How to prove Bayes' rule for probability measures?

  • Thread starter winterfors
  • Start date
  • Tags
    Probability
In summary: A \in \Sigma_\Theta\times\Sigma_\Omega (product sigma-field). However this doesn't make any sense, because you have different measurable spaces on the left and right hand sides. Actually, the right hand side means that P_{\Theta\times\Omega}(A) is the measure of the probability that the event B takes place in the subspace A\times\Omega under the distribution given by P_{\Omega |x}(B).
  • #1
winterfors
71
0
Consider a probability space [itex](\Theta, \Sigma_\Theta, P_\Theta)[/itex], where [itex]P_\Theta[/itex] is a probability measure on the sigma-algebra [itex]\Sigma_\Theta[/itex].

Each element [itex]x \in \Theta[/itex] maps onto another probability measure [itex]P_{\Omega | x}[/itex], on a sigma-algebra [itex]\Sigma_\Omega[/itex] on another space [itex]\Omega[/itex].

In this situation, one should (as far as I can see) be able to write write a measure-theoretic generalization of Bayes' rule

[tex]{P_{\Theta |y}}(A) = \int\limits_{x \in A} {\frac{{d{P_{\Omega |x}}}}{{d{P_\Omega }}}(y)d{P_\Theta }} [/tex]

for any [itex]A \subseteq \Theta [/itex], given an observation [itex]y \in \Omega[/itex] where

[tex]{P_\Omega } = \int\limits_{x \in \Theta } {{P_{\Omega |x}}d{P_\Theta }} [/tex]

and [itex]{d{P_{\Omega |x}}/d{P_\Omega }}[/itex] is the Radon–Nikodym derivative of [itex]P_{\Omega |x}[/itex] with respect to [itex]P_{\Omega}[/itex].


The problem is that I cannot see how to prove it (I;m sure the proof is fairly simple). Anyone wants to help?
 
Physics news on Phys.org
  • #3
SW VandeCarr said:
This proof may or may not be what you are looking for. It's based on a filtration: [itex] F_1, F_2, ...,F_{N-1}, F_N [/itex] as an increasing sequence of sigma algebras.

http://01law.wordpress.com/2011/04/09/bayes-rule-and-forward-measure/

As far as I can see, it's not quite what I'm looking for. What I'm trying to do above is to reformulate Bayes' rule for probability densities, usually expressed

[tex]p(x|y) = \frac{{p(y|x)}}{{p(y)}}p(x)[/tex]
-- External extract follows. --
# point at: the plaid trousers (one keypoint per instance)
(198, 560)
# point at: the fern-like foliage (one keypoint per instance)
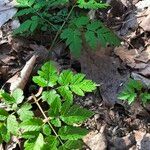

which follows trivially from the definition of a joint probability density [itex]p(x,y) = p(y|x) p(x)[/itex]. But for probabilty measures, it gets slightly more tricky...
 
  • #4
winterfors said:
As far as I can see, it's not quite what I'm looking for. What I'm trying to do above is to reformulate Bayes' rule for probability densities, usually expressed

[tex]p(x|y) = \frac{{p(y|x)}}{{p(y)}}p(x)[/tex]

which follows trivially from the definition of a joint probability density [itex]p(x,y) = p(y|x) p(x)[/itex]. But for probabilty measures, it gets slightly more tricky...
The rule for probability densities follows from Bayes' Rule and the Law of Total Probabilities:

[itex] f_X(x|Y=y) = \frac{f_{X,Y}(x,y)}{f_Y(y)} = \frac{f_Y(y|X=x)\,f_X(x)}{f_Y(y)} = \frac{f_Y(y|X=x)\,f_X(x)}{\int_{-\infty}^{\infty} f_Y(y|X=\xi )\,f_X(\xi )\,d\xi }\! [/itex].

Do you want to reformulate this?

EDIT: Any reformulation will need to take into account that the application of Bayes' Rule must be expressed as a posterior probability which is defined in terms of a probability space and the Law of Total Probabilities.
 
Last edited:
  • #5
winterfors said:
Each element [itex]x \in \Theta[/itex] maps onto another probability measure [itex]P_{\Omega | x}[/itex], on a sigma-algebra [itex]\Sigma_\Omega[/itex] on another space [itex]\Omega[/itex].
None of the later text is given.